Cyber crime spreads its viruses

“It was a very good year for the cyber criminal”. That is the depressing conclusion given by Guy Bunker, chief scientist at Symantec, on the basis of his company’s Internet Security Threat Report for EMEA 2008. “They had a productive time, creating 60 per cent of all known malware in one year.”

This explosion in activity reflects the commercialisation of Internet attacks, with the origins moving from amateur hackers to organised crime. Even the basic components are now being sold like legitimate products. “One of the phishing toolkits is responsible for 14 per cent of all phishing on its own,” notes Bunker. It can be bought for a couple of dollars.

“People leave their computers on all the time with broadband. That becomes a valuable asset to cyber criminals who seize computing power,” he says. One advantage for criminals of this usage pattern is the ability to send millions of phishing emails from a single hijacked system, rather than having to gain control of multiple computers.

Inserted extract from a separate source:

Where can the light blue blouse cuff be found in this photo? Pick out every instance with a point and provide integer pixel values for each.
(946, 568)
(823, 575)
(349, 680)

There were some successes in the battle against Internet fraud. The closure of a number of “cyber crime-friendly” ISPs led to a decrease of between 50 and 70 per cent in overall spam volumes. But new hubs for criminal Net activity have developed in Russia, Poland and Brazil from where attacks can be launched remotely.

The UK suffers most from the use of back doors and Trojans, something Bunker puts down to the way cyber criminals look for vulnerabilities and then exploit them rigorously until they are closed. “They will use a technique in one region, then when it gets shut down, they move onto somewhere else,” he says.

Patches are usually developed in less than one week from detection of a worm or virus. With the explosion in multi-media online, however, it has become easier for cyber criminals to get Net users to download an attachment without checking it. Many users of computers in the workplace switch off anti-virus software in order to enable their access to such content, thereby leaving themselves open to attack.

Last year’s Brisv worm modified multimedia files to open malicious URLs in this way and was the top new piece of malware reported in 2008. Worryingly, 87 per cent of confidential information threats had remote access capabilities, although this was down from 94 per cent in 2007.

“Companies need to review their security policies to ensure people can’t switch off anti-virus applications and create vulnerabilities. The other thing they need to look at is smart phones,” adds Bunker.

“A lot of computers have Web-enabled applications that give access to smart phones. If you run a report on your top 100 customers and their credit card details using that device, that is of very high value for cyber criminals,” says Bunker. Blackberries and iPhones could be compromising corporate firewalls.

To assess Internet security risks, Symantec monitors 750,000 servers in 200 countries, allowing it to watch how a partcular technique gets adopted from one country into another. Often the initial attack is trialled in a remote locaion, such as Peru, in the hope of testing it band then rolliing out before a security patch gets written.

The scale of the effort being applied to online criminal activity is sometimes bewildering. According to Bunker, 60 per cent of all the software written in Windows is malicious. “We use behavioural analysis to look at what an application is trying to do when it is installed,” he says. As soon as it acts improperly, such as linking to a phishing site, it is identified as malware and a security patch gets developed.

Looking at the trends for this year, Bunker believes it will prove to be a bumper one for cyber criminals. “Consumers in a down economy are looking to save money. Where do they go to do that? The Internet. That is what cyber criminals are planning to do, too – putting up offers to lure people in,” he warns.